Re: Effects of a broken relationship on children.
As a child I used to see my parents fight every now and again ... I think many of us have ... but not for one moment had I wanted them to divorce or even separate ... I was ready to leave them both if they thought of doing something like that ...
As a child I would have preferred my parents to hack it out than splitting up ... the trauma of making a fairly private affair a public act was daunting to me as a child and it crossed my mind a few times that I said to myself - I hope this time they don't split up ...
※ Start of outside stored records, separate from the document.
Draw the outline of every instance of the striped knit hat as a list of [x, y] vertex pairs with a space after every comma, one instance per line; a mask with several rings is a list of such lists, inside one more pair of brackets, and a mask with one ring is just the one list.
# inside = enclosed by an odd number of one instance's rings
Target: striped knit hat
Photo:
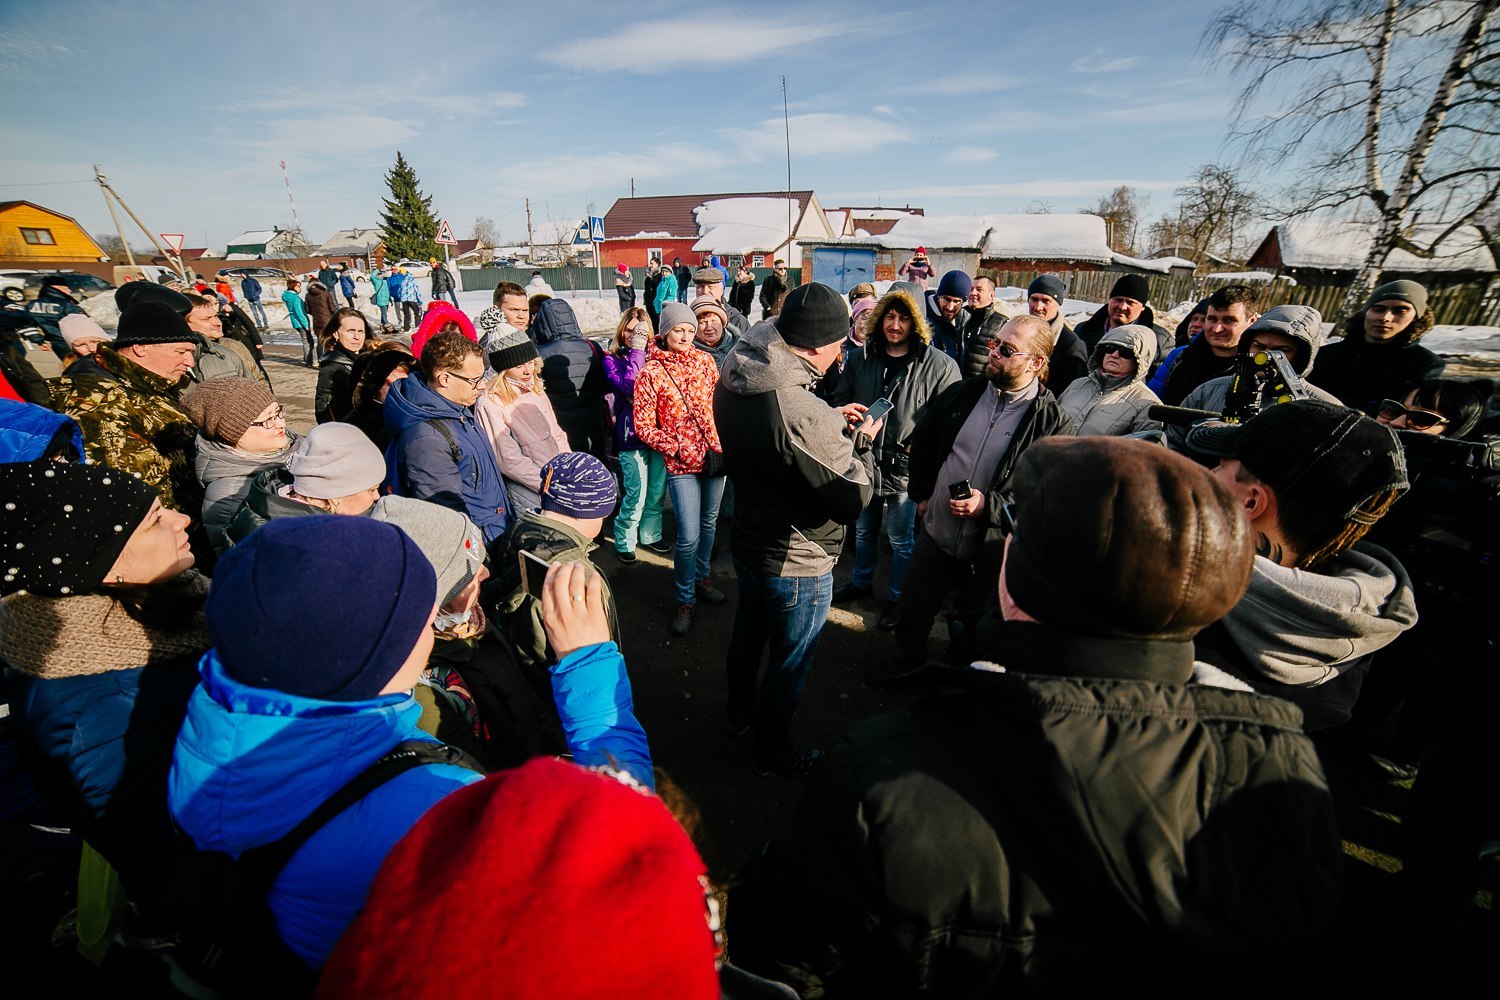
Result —
[[619, 496], [615, 477], [585, 451], [565, 451], [542, 466], [542, 510], [589, 520], [609, 517]]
This is just your experience, when my parents fought I wished they would split up because I couldn't bare to see their unhappiness- it cut like a knife. No child would prefer their parents to split up, but there are some instances where it can seem like the better solution. There was no abuse or anything, just a lot of personality and compatibility clashes which caused anger, misunderstanding, bitterness, resentment, etc. My parents stayed together, they made the decision that worked for them but for every fight they had, or when I knew they were unhappy, it's literally imprinted in my mind. So for those of you wondering about the effects of splitting up on a child, remember that in a negative environment, not splitting up can have a huge effect too. At 23 I had a nervous breakdown when I couldn't see them fighting. And like I said my parents marriage wasn't even that bad as in there was no cheating or lying or abuse etc, they did love each other.
As an adult I had a really hard time with all relationships, I carried a lot of dysfunction into my own marriage and it 's taken me years to realise and understand my behaviour.
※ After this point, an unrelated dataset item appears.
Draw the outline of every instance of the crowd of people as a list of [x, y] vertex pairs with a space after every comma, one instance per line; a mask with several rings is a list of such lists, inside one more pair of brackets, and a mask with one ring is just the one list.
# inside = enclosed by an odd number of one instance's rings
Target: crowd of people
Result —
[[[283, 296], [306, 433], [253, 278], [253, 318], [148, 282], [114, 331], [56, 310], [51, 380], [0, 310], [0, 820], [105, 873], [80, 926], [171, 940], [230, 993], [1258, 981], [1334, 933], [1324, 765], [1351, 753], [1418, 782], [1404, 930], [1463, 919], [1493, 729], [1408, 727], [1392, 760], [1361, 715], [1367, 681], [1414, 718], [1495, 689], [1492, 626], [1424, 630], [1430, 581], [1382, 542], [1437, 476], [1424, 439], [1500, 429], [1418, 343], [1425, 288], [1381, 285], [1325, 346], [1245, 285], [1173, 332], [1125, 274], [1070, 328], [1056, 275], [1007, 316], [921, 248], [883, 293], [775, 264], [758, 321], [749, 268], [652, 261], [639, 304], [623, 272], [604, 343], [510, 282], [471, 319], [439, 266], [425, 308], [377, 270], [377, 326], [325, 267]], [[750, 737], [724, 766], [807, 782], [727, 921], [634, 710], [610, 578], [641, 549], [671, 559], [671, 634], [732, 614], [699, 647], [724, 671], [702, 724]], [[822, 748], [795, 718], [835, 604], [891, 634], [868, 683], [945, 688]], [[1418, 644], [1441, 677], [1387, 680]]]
Everyone has a different tolerance level; some women can tolerate abuse, many others have come in here complaining about their husbands completely cutting them off from the financial running of the household i.e. not telling them their salaries, giving an allowance, etc. How much one tolerates is an individual's choice, I don't judge anyone for what they put up with but then I don't expect to be judged because I wouldn't put up with such things.
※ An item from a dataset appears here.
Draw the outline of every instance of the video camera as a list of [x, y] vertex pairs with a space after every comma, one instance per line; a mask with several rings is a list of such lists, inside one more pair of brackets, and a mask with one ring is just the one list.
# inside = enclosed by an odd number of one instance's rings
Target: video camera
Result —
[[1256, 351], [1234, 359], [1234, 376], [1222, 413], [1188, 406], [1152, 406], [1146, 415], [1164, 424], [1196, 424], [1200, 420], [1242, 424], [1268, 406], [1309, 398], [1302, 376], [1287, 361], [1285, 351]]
What I want in my marriage is trust, respect and equality. At the end of the day the decision I have to make is whether I would rather be in a marriage without these or on my own. And I know for me, I would be happier on my own. But like I said this is an INDIVIDUAL'S choice, one they should be free to make without being villified for doing what they thought was best for them.
And NO i am not pro-divorce, I believe it should be avoided, but not at the cost of one's happiness. And happiness to me doesn't mean that you have to be skipping in lala land all day long, but that you get more good out of the relationship than bad, there should be a balance of highs and lows and one person carrying the majority of the burden of making sacrifices in the marriage just doesn't cut it for me, regardless of which spouse or gender is making those sacrifices.